Written by Andrei Baltakmens
Published by Top Five Books
Review by Meredith Allard
Synopsis from the book:
In the fictional 18th-century city of Airenchester, England, the body of Thaddeus Grainger’s rival turns up stabbed to death in an alley just hours after their inconclusive duel. Only one suspect comes to mind. Charged with murder, Grainger’s fate is sealed before his trial even begins.
A young gentleman of means but of meaningless pursuits, Grainger is cast into the notorious Bellstrom Gaol, where he must quickly learn to survive in the filthy, ramshackle prison. The “Bells”—where debtors, gaolers, whores, thieves, and murderers all mix freely and where every privilege comes at a price—will be the young man’s home for the rest of his life unless he can prove his innocence.
Despite his downfall, his friends—the journalist William Quillby and Cassie Redruth, the poor young girl who owes Grainger a debt of gratitude—refuse to abandon him. But before they can win his freedom, they must contend with forces both inside and outside the prison determined to keep Grainger behind bars and, at the same time, decode the meaning behind the crude wax seal that inspires terror in those who know its portent.
Set against the urban backdrop of late 18th-century England, The Raven’s Seal unravels a tale of corruption, betrayal, murder, and—ultimately—redemption and love.
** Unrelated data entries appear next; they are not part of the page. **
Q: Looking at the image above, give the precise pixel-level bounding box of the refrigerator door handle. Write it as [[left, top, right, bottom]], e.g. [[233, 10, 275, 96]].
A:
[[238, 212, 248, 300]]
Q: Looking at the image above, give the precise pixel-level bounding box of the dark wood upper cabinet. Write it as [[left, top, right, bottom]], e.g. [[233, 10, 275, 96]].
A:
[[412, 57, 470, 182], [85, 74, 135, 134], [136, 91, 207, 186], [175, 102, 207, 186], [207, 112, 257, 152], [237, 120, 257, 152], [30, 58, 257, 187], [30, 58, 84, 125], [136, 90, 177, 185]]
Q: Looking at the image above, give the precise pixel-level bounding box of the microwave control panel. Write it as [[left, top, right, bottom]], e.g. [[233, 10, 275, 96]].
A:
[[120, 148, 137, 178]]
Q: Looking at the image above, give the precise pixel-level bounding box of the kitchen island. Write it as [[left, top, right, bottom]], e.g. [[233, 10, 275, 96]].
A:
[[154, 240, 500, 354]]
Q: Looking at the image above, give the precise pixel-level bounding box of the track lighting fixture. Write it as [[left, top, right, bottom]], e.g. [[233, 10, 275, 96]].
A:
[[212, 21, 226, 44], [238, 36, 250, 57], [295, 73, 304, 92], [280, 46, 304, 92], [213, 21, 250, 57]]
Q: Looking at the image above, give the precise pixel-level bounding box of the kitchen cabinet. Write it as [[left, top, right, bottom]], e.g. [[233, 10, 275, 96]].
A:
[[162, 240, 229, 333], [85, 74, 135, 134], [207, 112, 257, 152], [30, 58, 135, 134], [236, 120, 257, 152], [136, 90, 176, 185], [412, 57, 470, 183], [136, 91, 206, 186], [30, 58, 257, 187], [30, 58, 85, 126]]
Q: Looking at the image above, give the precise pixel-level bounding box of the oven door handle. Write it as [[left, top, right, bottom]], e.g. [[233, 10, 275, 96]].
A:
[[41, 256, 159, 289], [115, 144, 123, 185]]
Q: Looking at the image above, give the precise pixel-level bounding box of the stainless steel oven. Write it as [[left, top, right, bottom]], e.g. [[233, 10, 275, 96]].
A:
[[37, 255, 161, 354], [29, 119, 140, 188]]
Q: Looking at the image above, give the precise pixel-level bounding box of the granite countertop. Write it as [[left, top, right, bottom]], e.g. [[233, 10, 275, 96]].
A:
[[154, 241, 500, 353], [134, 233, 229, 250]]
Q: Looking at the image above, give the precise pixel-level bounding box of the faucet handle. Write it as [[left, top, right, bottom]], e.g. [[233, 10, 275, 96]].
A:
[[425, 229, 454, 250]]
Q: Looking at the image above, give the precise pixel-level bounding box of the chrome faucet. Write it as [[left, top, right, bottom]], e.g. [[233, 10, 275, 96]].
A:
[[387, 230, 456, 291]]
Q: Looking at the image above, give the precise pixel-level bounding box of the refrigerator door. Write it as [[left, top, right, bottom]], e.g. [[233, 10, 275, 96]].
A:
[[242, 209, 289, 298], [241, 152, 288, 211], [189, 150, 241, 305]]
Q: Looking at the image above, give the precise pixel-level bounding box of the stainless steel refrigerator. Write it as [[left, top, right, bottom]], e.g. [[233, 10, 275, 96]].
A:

As a long-time Dickens fan, I loved the way Baltakmens used Dickens’ fiction as the basis for his murder mystery. Baltakmens channeled Dickens in every way in this novel, from his use of a thinly disguised London as the basis for the fictional town of Airenchester to his detail-rich nineteenth century-style language. Baltakmens brings Airenchester to life the way Dickens brought London alive—through descriptions so vivid you feel as though you’re standing alongside the characters. Also like Dickens, Baltakmens has created characters that are real and tangible as well as characters that are caricatures and yet still recognizable in their own ways. Baltakmens uses Dickensian-style names for his characters as well, such as Mrs. Scourish for a housekeeper and Quillby for a writer. Baltakmens does a fine balancing act as he takes what is wonderful about Dickens’ fiction and makes it easily manageable and enjoyable for a twenty-first century audience. The Dickens influence in the story is everywhere on every page. Fans of Charles Dickens’ stories, and those who love murder mysteries, will enjoy The Raven’s Seal.
Meredith Allard is the Executive Editor of The Copperfield Review.